In 2005, the government was still able to muster a $362 million bid for the company. It is likely to get far less now, if at all a positive sum. Indeed, giving the amount of opacity surrounding Pakistan Steel Mills’ finances, it would not be surprising if any bidder, in doing their due diligence, decided to ask the government for money to take it off their hands.

The liabilities of the company are not just those present on its balance sheet. The corruption of both its management as well as its workforce is by now a well-documented phenomenon. Any new management would have to spend billions just to get these people to leave and to hire new employees. As of right now, getting zero for PSM looks like a best-case scenario.
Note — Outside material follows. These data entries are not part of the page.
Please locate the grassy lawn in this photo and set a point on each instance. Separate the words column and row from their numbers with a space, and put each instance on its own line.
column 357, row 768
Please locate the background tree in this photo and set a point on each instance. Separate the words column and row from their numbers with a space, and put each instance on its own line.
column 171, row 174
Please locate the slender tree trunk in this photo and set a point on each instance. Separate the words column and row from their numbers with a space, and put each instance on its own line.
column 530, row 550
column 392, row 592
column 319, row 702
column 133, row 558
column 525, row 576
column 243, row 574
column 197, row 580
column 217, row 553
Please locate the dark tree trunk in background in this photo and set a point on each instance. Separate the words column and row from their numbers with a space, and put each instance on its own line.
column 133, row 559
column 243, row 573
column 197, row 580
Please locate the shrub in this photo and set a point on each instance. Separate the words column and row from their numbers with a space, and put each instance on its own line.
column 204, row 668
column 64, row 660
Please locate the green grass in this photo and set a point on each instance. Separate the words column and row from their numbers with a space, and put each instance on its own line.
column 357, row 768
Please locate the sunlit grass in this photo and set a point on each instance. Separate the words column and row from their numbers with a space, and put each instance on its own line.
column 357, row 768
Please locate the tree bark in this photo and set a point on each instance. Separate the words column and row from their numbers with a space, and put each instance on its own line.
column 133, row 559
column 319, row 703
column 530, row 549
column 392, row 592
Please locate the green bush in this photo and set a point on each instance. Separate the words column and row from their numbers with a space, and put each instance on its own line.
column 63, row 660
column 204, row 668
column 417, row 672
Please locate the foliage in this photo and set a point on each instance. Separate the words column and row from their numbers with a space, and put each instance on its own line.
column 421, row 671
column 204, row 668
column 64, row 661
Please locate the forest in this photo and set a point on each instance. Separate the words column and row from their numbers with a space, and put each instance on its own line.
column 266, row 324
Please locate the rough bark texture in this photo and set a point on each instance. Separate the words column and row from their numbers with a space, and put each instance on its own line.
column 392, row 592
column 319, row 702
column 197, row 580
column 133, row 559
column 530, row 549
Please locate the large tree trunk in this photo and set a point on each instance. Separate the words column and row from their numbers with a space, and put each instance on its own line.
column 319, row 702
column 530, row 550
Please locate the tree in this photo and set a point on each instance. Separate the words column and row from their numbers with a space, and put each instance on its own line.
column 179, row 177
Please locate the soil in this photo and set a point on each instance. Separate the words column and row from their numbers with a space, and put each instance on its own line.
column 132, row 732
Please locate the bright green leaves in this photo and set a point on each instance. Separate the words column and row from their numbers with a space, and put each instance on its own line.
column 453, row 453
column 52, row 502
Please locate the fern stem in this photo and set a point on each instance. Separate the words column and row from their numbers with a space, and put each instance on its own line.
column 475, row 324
Published in the Express Tribune, June 13th, 2010.

COMMENTS (3)

Ansar | 13 years ago | Reply Recap of Pakistan Steel cost to the nation: a)Value of scrapped PS Sale (Y2006) $ 360 million or Rs 30.6 billion b)Current estimated losses over Rs: 30 billion c)Bailout cost Rs: 25 billion Total loss to the Government Rs: 85.6 billion or $1 billion Classic case of Poor judiciary and bad governance.
Bilal | 13 years ago | Reply Our legal fraternity may not posses a business mind and rightly so they did show their potential when the previous government’s sale at $ 360 million of PS was over turned. To determine the price of such humongous asset, it’s the first sale which makes the bench mark price. Had there been couple of Steel Mills in Pakistan, the last one might have fetched 3-4 times more than the value of the first sale price (obviously in a positive investment environment). Musharraf’s government downfall started with the dispute on sale of PS and now this government might get into similar fate. Perhaps it’s the heat of Pakistan Steel that can change the government and not the insane Pakistanis.